Mark Henry Looks To Retirement

28 Mar

At 6 foot 4, and 418 pounds, Mark Henry is hard to miss. He’s the sort of guy that if you ran into in a dark alley you might be more than a little concerned about, at first, but the man nicknamed ‘Sexual Chocolate’ is softly spoken and carries a light handshake for a big guy.

Before becoming a professional wrestler, Henry was a weightlifter, and competed at the 1992 Summer Olympics in Barcelona, Spain, where he placed tenth in the super heavyweight division. Three years later, at the 1995 Pan American Games, Henry won a silver medal in the super heavyweight division. The following year, he became a North America, Central America, Caribbean Islands (NACACI) champion. In 1996, Henry was sponsored by the World Wrestling Federation at the 1996 Summer Olympics and was signed to a ten-year contract in professional wrestling.

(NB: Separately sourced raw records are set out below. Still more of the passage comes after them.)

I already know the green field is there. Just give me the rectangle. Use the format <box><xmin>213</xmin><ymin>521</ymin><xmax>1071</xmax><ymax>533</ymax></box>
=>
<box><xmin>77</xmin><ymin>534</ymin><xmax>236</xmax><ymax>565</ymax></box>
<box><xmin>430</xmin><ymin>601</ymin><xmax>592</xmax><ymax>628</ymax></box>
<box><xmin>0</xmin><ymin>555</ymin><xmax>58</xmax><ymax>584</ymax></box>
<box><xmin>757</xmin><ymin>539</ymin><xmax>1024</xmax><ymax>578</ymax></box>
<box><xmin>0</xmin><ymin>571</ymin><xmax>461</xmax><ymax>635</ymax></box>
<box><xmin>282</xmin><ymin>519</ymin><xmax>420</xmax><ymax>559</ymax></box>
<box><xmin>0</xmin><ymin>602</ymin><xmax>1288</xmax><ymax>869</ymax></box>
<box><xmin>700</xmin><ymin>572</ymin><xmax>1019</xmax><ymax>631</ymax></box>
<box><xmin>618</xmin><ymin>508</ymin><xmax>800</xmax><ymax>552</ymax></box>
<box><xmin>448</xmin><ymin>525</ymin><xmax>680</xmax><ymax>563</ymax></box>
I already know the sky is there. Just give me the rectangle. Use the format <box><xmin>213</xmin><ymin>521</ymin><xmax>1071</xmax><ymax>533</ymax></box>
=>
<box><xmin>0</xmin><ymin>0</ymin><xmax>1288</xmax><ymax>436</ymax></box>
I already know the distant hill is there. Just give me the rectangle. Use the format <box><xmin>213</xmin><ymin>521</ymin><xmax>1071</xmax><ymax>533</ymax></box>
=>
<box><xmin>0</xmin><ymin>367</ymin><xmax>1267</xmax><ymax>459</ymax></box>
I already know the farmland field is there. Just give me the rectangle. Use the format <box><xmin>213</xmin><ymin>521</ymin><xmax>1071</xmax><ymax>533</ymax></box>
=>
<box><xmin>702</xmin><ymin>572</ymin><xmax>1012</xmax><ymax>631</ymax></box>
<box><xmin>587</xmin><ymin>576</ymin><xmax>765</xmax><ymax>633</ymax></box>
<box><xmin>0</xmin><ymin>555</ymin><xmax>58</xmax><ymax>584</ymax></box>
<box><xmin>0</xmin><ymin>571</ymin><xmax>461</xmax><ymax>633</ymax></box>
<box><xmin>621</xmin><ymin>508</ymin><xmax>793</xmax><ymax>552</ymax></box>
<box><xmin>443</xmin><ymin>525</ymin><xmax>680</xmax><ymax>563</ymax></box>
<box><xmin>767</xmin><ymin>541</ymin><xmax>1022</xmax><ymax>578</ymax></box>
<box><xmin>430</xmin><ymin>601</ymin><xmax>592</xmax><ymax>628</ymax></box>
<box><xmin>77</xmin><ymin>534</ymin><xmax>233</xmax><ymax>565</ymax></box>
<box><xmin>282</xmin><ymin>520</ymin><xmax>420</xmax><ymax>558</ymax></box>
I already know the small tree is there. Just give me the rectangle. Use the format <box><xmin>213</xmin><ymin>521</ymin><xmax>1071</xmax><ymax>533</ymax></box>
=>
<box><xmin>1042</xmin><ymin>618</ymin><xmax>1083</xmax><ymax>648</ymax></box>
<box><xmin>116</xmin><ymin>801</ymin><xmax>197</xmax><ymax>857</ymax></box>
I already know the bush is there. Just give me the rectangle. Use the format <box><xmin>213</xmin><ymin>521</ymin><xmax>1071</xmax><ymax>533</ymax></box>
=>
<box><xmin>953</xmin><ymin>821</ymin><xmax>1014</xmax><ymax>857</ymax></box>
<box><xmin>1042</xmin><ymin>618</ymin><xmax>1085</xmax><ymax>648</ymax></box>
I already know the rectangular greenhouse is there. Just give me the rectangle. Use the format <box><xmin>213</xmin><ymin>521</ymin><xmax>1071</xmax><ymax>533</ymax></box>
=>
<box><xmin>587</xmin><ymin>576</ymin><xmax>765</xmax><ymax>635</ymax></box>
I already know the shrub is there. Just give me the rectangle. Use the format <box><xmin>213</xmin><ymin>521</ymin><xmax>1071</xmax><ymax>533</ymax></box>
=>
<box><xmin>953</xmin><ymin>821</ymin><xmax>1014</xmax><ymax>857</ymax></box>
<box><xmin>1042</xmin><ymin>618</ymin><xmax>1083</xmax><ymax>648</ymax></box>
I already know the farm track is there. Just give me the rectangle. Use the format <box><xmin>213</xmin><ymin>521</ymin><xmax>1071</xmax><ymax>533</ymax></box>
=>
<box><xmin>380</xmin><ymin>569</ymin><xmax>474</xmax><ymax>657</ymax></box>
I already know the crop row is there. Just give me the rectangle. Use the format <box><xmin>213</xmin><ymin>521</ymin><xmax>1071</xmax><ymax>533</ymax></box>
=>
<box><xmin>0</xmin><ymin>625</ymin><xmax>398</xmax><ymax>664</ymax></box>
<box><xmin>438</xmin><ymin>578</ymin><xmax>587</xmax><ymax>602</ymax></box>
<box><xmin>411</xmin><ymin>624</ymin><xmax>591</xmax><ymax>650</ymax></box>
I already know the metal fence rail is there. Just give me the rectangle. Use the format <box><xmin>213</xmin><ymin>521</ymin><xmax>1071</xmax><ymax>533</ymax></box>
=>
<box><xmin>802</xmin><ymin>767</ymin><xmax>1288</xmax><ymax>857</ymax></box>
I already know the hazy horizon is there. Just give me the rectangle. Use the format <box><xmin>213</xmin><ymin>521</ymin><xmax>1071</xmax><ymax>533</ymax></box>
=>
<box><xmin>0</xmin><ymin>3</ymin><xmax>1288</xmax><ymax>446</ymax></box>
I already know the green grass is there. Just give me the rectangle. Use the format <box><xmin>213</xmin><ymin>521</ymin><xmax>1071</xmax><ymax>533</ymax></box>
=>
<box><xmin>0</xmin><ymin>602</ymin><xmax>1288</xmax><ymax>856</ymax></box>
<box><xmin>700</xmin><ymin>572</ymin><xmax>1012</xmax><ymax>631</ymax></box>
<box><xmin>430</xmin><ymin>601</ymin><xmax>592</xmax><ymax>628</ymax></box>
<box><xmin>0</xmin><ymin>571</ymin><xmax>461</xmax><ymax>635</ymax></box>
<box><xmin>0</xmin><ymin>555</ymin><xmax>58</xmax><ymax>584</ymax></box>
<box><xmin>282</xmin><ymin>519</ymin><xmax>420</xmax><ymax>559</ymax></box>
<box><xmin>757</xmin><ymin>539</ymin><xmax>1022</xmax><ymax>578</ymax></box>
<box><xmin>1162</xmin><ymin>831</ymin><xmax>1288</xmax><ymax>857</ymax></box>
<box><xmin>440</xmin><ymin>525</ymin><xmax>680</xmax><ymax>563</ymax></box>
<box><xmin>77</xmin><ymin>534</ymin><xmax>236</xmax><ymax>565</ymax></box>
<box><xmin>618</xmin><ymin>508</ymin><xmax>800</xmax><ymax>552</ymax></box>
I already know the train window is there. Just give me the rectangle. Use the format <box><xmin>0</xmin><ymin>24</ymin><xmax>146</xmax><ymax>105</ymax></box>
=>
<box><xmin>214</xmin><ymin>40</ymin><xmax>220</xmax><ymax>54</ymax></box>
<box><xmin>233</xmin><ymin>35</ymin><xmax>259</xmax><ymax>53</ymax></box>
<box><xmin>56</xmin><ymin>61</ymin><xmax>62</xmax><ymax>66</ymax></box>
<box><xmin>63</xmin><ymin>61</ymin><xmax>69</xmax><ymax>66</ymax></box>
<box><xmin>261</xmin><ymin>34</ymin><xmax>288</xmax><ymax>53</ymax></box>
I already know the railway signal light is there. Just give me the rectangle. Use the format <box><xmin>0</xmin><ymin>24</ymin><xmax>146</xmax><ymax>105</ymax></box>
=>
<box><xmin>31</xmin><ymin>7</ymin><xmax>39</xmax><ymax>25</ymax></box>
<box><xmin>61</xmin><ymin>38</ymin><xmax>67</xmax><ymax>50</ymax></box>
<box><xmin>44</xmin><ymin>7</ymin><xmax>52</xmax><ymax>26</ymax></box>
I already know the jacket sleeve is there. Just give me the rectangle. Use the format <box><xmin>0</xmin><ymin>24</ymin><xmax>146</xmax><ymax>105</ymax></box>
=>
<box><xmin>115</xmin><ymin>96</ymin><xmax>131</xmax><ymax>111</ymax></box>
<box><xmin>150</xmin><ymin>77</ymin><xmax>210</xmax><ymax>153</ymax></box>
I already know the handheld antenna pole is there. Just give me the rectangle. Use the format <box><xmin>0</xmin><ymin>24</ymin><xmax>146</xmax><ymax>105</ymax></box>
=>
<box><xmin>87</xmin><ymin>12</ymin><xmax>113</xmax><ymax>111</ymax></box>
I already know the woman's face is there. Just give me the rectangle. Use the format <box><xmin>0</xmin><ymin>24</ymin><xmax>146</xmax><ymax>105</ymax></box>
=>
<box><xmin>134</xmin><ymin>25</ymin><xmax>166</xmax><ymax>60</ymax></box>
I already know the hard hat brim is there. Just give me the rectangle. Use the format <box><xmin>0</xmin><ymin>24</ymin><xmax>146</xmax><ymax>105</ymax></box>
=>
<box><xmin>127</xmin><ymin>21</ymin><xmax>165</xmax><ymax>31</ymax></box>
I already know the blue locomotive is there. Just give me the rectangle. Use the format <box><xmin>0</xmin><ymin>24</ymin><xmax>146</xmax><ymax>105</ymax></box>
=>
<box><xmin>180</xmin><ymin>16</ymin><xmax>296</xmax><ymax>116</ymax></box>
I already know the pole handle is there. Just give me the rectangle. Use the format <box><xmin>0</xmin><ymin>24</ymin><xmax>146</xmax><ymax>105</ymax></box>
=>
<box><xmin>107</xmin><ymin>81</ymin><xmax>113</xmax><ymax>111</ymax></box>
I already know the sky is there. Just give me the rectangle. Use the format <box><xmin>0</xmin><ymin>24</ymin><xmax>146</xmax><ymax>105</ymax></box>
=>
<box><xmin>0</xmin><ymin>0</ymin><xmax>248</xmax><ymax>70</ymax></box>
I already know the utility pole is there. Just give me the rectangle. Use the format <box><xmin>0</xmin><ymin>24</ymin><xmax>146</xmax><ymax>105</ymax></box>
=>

Today, however, after spending a decade and a half with the WWE, Mark has cast his eyes towards retirement.

“I’ll bow out within the next 18 months” he said, “I think I’ve got another three years left in me” he added, before going on to explain that he wanted to leave ‘early’ so he can leave at the “top of his game”, rather than risking carrying on to long, as some other Superstars have done in the past.

I know Mark Henry isn’t seen as a main event star these days, but he’s played an important part for the company, for 15 years, both on screen, and off screen, so it’s nice to see him being wise about his retirement.

Following on from the departure of Shawn Michaels, and others, in recent years, it’s nice to see a change in culture in professional Wrestling, away from the damaging culture I noted in a previous article, from the “bad old days”.

Asked about his post-retirement plans Henry gave his trade mark charismatic smile, and replied that he’d like to stay in the industry.

In conjunction with WWE, he hopes to encourage the current roster of Superstars to focus on community projects in their respective cities, promoting anything from mentor schemes to raising the job opportunities within the industry behind the camera.

“Kids can’t all be wrestlers” he noted, “but they need to know there are jobs and there are a lot of other things they can do in the industry.”